Consumamos o ato, é claro, mas o prazer não foi dos melhores. Envergonha-me admitir que, mais tarde, sozinho em meus aposentos e ainda não saciado, busquei saciar meus instintos, mas novamente a lembrança de Alastor se impôs, contra minha vontade e contra minha razão. Fiquei perturbado com isso e desisti de me satisfazer, o que me levou a ficar ainda certo tempo acordado e daquele jeito que sabes.
Foi então que sonhei. No sonho, encontrava-me de volta a um bordel, deitado a senhorita Marie Claire Guillot com quem estive antes. Não estávamos sós. Ao redor, homens e mulheres formavam um círculo silencioso, observando-nos com curiosidade e desejo mal disfarçado. Não havia escândalo nem pudor; apenas olhares atentos, como se aguardassem algo de mim. Senti-me exposto, e — confesso — estranhamente excitado por isso.
Subitamente, a porta abriu-se com violência, e meu pai entrou no recinto. Sem dirigir-me palavra, arrancou a srta. Guillot de meus braços, puxando-a pelos cabelos com fúria que me paralisou. Ouvi o estalo do chicote, repetidas vezes, e vi seu corpo curvar-se sob os golpes. O mais perturbador, Philip, não foi a cena em si, mas o fato de que ninguém fez nada. Os observadores permaneceram imóveis. E eu — eu também nada fiz. Permaneci onde estava, incapaz de mover-me, como se minha vontade tivesse sido arrancada junto com ela.
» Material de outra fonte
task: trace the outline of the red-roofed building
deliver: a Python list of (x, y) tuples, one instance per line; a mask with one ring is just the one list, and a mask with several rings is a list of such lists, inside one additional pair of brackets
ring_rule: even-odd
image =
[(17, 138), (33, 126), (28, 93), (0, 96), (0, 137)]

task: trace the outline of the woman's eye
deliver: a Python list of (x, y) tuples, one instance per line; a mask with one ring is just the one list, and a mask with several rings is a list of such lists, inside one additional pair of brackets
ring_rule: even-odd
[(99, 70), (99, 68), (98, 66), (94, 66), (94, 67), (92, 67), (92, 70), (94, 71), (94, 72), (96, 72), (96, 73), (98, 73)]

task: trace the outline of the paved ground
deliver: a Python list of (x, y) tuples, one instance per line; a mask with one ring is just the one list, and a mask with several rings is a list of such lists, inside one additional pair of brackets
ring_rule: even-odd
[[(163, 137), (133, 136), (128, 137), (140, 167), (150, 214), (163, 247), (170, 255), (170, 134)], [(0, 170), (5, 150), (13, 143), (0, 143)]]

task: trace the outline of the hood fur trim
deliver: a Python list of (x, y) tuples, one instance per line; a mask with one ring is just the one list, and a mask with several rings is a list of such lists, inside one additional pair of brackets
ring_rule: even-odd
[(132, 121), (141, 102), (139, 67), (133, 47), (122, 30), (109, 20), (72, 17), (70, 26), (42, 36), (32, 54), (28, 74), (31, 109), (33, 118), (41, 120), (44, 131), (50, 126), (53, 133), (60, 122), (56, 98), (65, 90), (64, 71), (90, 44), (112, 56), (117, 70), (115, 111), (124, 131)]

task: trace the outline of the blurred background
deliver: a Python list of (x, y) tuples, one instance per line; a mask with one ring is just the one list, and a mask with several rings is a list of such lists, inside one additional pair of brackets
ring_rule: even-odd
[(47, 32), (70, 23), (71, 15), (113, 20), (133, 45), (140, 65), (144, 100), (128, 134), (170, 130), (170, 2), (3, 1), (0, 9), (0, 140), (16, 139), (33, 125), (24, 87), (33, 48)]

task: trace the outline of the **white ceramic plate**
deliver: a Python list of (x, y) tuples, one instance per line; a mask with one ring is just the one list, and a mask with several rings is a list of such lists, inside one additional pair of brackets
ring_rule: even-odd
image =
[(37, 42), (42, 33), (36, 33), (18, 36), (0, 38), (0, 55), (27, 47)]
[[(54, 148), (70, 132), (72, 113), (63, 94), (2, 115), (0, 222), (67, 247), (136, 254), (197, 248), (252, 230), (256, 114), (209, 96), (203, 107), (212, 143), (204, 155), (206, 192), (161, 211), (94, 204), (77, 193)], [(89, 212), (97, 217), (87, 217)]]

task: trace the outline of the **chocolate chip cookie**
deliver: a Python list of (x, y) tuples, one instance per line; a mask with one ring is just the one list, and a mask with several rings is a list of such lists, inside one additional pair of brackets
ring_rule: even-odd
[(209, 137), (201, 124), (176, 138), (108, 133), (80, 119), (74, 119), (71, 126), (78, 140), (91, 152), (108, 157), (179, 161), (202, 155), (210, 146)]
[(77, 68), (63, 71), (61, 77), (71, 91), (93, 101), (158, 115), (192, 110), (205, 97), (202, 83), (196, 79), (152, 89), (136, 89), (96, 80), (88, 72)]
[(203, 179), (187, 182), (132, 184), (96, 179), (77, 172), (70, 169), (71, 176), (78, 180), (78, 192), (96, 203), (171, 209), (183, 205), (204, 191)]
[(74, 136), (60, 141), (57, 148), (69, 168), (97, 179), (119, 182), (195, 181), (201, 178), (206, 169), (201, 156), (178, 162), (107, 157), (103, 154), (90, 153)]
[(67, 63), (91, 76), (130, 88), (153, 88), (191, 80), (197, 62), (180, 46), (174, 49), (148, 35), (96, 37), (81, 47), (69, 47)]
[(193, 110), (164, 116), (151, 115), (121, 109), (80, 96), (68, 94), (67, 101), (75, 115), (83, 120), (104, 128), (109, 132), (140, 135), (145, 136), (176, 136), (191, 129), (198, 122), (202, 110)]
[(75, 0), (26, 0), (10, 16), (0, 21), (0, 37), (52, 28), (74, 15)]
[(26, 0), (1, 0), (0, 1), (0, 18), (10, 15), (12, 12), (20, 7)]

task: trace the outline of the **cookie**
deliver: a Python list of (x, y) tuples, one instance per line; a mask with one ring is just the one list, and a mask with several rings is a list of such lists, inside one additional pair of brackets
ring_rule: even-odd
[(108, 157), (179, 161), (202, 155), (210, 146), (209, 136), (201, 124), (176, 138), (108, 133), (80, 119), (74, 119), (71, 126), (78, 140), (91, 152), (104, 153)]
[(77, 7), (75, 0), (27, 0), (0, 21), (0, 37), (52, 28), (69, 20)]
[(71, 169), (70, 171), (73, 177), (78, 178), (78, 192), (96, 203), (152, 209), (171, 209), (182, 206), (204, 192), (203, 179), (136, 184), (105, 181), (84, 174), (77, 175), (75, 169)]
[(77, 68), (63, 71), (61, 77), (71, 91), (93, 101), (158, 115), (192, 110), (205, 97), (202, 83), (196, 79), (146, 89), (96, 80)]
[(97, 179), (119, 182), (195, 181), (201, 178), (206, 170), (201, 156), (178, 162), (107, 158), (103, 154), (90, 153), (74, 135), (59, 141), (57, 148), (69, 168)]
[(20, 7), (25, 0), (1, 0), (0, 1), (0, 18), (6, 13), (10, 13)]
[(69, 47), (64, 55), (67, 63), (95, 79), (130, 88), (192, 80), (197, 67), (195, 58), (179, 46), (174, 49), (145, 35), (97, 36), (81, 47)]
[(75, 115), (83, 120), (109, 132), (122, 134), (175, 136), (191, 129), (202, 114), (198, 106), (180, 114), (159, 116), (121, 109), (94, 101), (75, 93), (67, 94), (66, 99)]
Foi então que Alastor surgiu. Não sei de onde veio; apenas estava ali, no meio do salão, avançando com calma que contrastava com o caos. Estranhamente, todos ali, exceto o meu pai, pareciam reverenciá-lo, abaixando suas cabeças. Aproximou-se de mim, pousou a mão sobre meu peito de forma bastante íntima e inclinou-se para murmurar algo em meu ouvido. Não recordo as palavras exatas, apenas a sensação: uma ordem suave, irresistível, como se alguém tivesse finalmente nomeado aquilo que eu sempre temi executar. Entregou-me então algo envolvo em um lenço. Levantei-me. Afastei meu pai da jovem com força inesperada e, num ímpeto que não reconheci como meu, feri-o mortalmente com uma adaga ao coração. Não houve luta prolongada, nem clamor; apenas a certeza imediata de que algo irrevogável fora feito.
Acordei tomado por suor frio e por um mal-estar profundo, que persistiu durante todo o dia seguinte. Ri de mim mesmo, é claro, atribuindo o delírio ao excesso de vinho ou à imaginação excitada. Ainda assim, não consegui afastar a impressão de que o sonho me revelara algo que a vigília insiste em ocultar.
Na noite seguinte, encontrei-me novamente com Alastor quando retornava do bordel após cair nos braços da srta. Marie Claire novamente. Conversamos sobre o nosso último encontro e sobre seus truques de ilusionismo. Em seguida, ele me falou que havia sonhado comigo, e, quando, em tom de gracejo, mencionei a estranheza desse fato por eu ter sonhado também com ele, Alastor sorriu apenas — sorriso breve, indecifrável — e disse que a mente revela primeiro aquilo que a mente ainda teme assumir.
Não te inquietes com tais relatos, Philip. Não os escrevo por acreditar neles como presságio, mas porque sei que aprecias penetrar nesses labirintos comigo, ainda que à distância. Se algo em mim se agita, é apenas o sinal de que ainda estou vivo — e talvez mais próximo do que imaginas de compreender a natureza desse movimento.
Escreve-me logo. Teu silêncio, como sempre, incita-me mais do que qualquer censura.